It is now ten years since the launch of the National Performance Framework (NPF), which sets out a vision of national wellbeing for Scotland and charts progress towards this vision through a range of social, environmental and economic indicators.
This sets out an overarching purpose, articulated through sixteen National Outcomes which describe what the Government wants to achieve over the next ten years. Alongside a set of 51 indicators to chart progress.
Quite simply, the National Performance Framework (NFP) transformed how we do government in Scotland – in policy terms, in partnership working and in the leadership, management and culture of our organisation. This shift still makes demands of us as policy makers, as partners, and as civil servants. This can be described in three points.
How did we prepare the ground for outcomes-focused working?
The Scottish National Party came into power in 2007 – a minority government wanting to establish Scotland’s credentials for independence through strong, competent government. Their vision for Scotland was shared ownership of a common good. The NPF outcomes chimed well with this.
Other change flowed. We renegotiated the Scottish Government’s relationship with our key delivery partners – including all 32 of Scotland’s local authorities who signed a Concordat agreement.
Scottish Government policy-making changed. We learned the difference between inputs, outputs and genuine outcomes. Progress on the national outcomes was available for everyone through the Scotland Performs website.
But we also needed cultural and behavioural change within the Scottish civil service. We removed departments – making the whole organisation responsible for delivering outcomes. As civil servants we had to be prepared to lose control over some things and to share the risks of success and failure with our partners This meant collaborative leadership and authentic partnership both inside and outside of government. We ran a massive education programme for senior officials over three years. A new Scottish Leaders’ Forum meant Scotland’s public and third sector Chief Executives came together as a force for change and outcomes.
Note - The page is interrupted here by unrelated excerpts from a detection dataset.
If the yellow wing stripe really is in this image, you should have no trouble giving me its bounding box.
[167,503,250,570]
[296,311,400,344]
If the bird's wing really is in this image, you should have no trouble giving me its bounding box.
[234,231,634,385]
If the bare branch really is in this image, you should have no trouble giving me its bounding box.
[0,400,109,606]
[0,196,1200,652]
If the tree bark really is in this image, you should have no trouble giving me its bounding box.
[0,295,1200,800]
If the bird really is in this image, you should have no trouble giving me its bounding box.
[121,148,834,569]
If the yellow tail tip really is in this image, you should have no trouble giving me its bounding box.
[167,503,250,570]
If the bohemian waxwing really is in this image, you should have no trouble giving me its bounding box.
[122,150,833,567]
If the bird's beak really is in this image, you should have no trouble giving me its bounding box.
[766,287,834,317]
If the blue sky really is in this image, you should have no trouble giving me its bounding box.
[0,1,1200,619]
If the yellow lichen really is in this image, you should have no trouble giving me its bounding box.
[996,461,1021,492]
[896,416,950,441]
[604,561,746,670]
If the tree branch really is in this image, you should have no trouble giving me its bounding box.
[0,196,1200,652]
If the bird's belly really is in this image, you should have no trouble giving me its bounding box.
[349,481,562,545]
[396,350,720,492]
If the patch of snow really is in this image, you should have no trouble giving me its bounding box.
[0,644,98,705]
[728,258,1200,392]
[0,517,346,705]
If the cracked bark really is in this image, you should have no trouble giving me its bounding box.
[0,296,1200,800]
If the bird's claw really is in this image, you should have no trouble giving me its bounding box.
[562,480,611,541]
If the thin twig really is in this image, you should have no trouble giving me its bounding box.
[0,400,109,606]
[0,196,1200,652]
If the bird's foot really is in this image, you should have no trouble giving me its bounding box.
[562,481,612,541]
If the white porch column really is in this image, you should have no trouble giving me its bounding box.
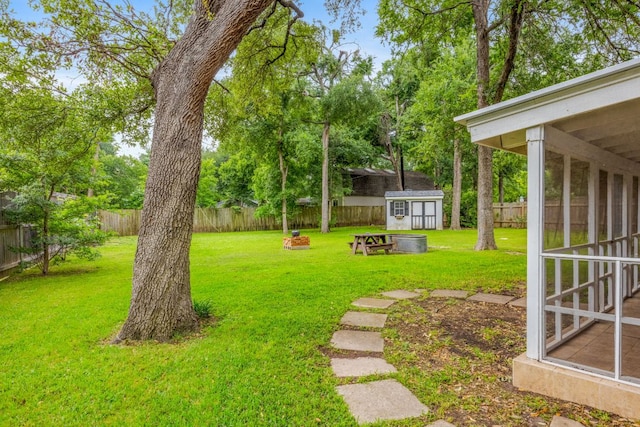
[526,126,544,360]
The wider civil service world was fascinated – London referred to our new approach as ‘the Scottish Experiment’. Ten years on and the experiment is our reality.
Where are we now?
The NPF has led to different policy choices and application. The Scottish Government’s inclusive economic strategy is about boosting competiveness and tackling inequality, creating economic opportunities for all in society and sharing the benefits of growth, including wellbeing, more widely.
Our public sector reform policy means prevention – our work on the early years reflects this, as does Scotland’s justice system and unification of Scotland’s eight police forces into one national force. Both contribute to outcomes with wellbeing at their core.
The NPF has extended to include our use of asset-based working, co-production, and robust improvement methodologies – known collectively as the ‘Scottish approach’ to Government.
As a small country we can put everyone who can make a difference in a room together to figure things out – so we do. And we recruit open, collaborative leaders – those who see beyond their own immediate interests to the wider cause. People who can shape and effect real change by working with, and through, others.
Working with a maturing model means refreshing the corporate memory and skillset, we need to keep tending and growing our values-based culture of outcomes, partnership and co-production within the civil service and we need to help Ministers to stay on board with the outcomes approach.
The Community Empowerment (Scotland) Act 2015 means the National Performance Framework is embedded in legislation – the outcomes approach continues no matter who is in government. And The NPF is being updated to reflect our commitments to human rights and sustainable development goals. The Scottish Government is sharing our learning internationally as an open government partnership pioneer.
The outcomes approach means crafting and co-producing policy which reflects real people’s lives with all the complexities, messiness, risk and interdependency that real life entails. If we are to succeed and help to continue to shape a country with stronger national wellbeing and sense of self then the answer will always be outcomes.